Women tend to avoid salary negotiation, which is one of the reasons for the wage gap between men and women. But this is something that’s actually under your control (the asking part, not the getting part), so it pays to at least try, right?
Do your research and be prepared to negotiate. This article on glassdoor.com provides an overview.
If you have a service business, please charge at least market rates or rates reflecting your skill level. Cutting rates on a “race to the bottom” will have you working for the worst type of clients—ones who don’t value your worth and who will erode your confidence.
If you can negotiate your salary or charge clients even a little more money, think of how this could increase your financial confidence.
12. Develop Multiple Streams of Income
Developing multiple streams of income can take any combination of work, time, and money.
But it results in the ultimate level of financial confidence.
It’s true independence when you don’t rely on only one employer or one large client for all or most of your income. Even just a small amount of extra “side” income can boost your confidence.
The three main categories to create additional income (and build wealth in the process) are:
- Paper or Portfolio Assets (stocks and bonds are common examples)
- Real Estate (think of rental payments)
- Businesses (including tiny businesses like side hustles)
A side hustle or your own small business requires your time but may not need a lot of money to get started. As a bonus, the benefits of being your own boss are more than just financial. It can provide a way to challenge yourself and grow!

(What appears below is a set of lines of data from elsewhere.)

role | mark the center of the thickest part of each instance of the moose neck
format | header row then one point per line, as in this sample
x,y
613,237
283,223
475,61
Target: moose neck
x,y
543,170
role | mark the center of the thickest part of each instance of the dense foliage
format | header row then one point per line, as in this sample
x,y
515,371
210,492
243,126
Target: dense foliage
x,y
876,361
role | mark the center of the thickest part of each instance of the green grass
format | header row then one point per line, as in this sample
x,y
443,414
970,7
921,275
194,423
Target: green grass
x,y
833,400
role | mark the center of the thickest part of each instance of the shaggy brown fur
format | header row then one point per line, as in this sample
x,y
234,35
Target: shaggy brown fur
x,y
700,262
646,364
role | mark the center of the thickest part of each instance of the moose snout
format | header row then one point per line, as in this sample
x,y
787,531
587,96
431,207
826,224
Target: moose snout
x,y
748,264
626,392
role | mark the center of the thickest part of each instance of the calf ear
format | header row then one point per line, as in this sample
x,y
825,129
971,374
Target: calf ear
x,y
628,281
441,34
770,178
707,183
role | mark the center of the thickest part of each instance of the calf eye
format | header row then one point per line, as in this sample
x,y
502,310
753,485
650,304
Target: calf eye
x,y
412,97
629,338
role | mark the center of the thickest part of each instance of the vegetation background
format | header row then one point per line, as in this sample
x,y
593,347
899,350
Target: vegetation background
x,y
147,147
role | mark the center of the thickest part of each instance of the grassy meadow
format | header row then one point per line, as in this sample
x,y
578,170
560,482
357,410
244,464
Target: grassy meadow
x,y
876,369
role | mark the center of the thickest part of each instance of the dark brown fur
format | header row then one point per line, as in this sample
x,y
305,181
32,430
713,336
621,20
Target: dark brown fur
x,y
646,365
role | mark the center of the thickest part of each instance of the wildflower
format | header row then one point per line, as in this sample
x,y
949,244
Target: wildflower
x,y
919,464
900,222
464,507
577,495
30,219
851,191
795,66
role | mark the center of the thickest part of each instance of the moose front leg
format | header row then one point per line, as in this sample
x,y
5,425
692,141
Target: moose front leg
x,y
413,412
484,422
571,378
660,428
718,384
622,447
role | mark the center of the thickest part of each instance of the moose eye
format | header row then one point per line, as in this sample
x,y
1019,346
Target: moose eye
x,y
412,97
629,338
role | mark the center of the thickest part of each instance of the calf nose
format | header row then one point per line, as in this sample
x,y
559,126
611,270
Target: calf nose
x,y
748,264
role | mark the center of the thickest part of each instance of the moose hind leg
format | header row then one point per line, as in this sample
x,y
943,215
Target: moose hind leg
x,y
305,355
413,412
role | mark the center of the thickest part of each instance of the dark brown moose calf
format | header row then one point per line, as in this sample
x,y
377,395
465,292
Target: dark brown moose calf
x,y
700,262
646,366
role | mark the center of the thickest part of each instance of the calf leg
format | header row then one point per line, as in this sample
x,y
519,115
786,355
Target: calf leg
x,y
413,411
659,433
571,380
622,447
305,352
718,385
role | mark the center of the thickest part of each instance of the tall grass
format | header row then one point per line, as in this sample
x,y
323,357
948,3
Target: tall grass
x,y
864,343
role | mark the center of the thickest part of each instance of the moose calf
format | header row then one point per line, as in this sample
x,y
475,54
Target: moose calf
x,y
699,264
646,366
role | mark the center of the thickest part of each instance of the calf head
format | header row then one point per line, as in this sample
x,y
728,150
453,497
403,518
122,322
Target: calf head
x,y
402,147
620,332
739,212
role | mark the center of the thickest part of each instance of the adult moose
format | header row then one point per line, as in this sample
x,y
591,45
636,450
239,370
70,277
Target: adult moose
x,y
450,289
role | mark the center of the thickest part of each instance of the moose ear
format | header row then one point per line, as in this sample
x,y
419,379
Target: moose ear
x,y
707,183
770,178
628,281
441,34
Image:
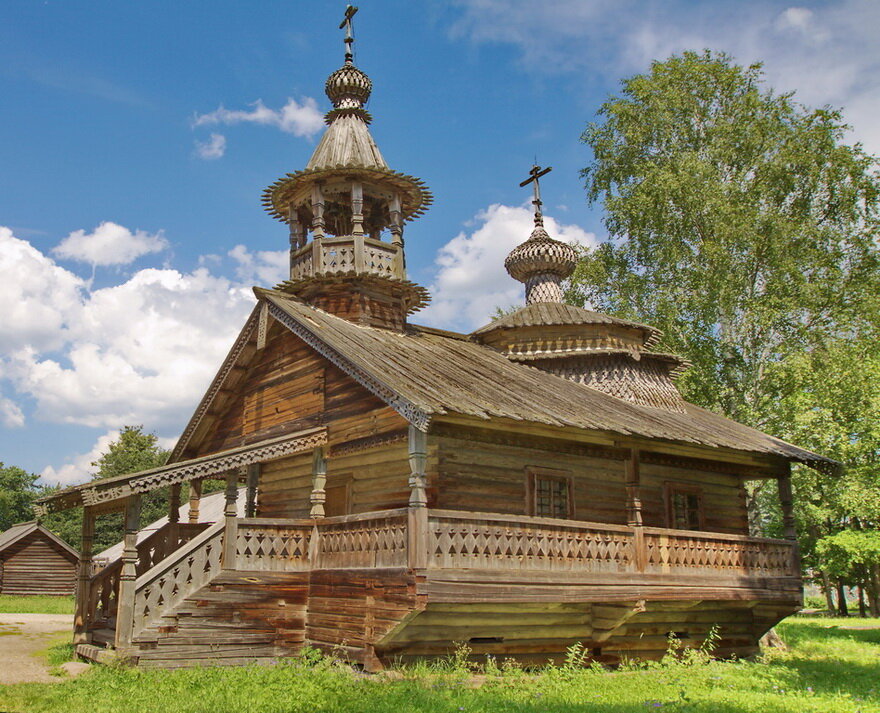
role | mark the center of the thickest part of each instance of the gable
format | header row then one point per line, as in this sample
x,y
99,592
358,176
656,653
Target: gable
x,y
280,387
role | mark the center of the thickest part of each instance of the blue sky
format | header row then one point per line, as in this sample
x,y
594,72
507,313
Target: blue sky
x,y
136,139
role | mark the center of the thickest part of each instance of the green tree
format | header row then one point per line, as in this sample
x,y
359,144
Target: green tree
x,y
133,451
745,227
17,491
741,224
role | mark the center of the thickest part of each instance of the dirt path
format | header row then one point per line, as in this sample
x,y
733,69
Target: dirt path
x,y
22,636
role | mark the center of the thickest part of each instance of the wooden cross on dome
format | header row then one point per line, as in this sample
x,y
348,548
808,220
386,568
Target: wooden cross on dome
x,y
349,37
536,173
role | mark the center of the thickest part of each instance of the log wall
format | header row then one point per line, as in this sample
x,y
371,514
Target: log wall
x,y
481,476
35,565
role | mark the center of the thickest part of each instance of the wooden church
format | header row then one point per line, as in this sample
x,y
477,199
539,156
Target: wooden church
x,y
536,483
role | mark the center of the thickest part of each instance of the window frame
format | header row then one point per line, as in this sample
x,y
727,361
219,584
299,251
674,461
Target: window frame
x,y
535,473
670,489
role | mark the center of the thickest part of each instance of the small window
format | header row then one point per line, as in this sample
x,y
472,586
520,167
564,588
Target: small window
x,y
685,508
550,493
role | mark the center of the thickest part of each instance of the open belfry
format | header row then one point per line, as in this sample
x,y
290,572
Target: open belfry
x,y
536,483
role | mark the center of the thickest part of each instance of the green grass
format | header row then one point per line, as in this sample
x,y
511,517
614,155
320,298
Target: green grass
x,y
825,670
37,604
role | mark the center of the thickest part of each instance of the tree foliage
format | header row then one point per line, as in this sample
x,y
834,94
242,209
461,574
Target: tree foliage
x,y
742,224
17,491
745,227
133,451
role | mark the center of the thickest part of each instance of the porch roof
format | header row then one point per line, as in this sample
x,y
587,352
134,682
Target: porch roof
x,y
109,491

The possibilities of how to achieve additional income are endless. The more income streams you can get up and running, the higher your financial confidence grows.
Increase Your Financial Confidence by Becoming Your Own Superhero
Start to increase financial confidence by implementing one of the ideas above. Pick something that currently causes the most worry in your life. Take action to address it and watch your worry decrease from a roar to a whisper.
Start now to save “future you” from a life of worry and anxiety.
Taking one small action may not seem like much, but it creates forward momentum. Feel the power of increased confidence and let that inspire you.
Please remember that most of the big, worthwhile goals in life aren’t achieved all at once but in the small, day-to-day actions you take. It takes time, but eventually, one day, you’ll feel the soft, flowing fabric of that formerly elusive cape.
You’ll bask in the warm glow of financial confidence. You’ll have become your own financial superhero. And it all begins by taking action, today.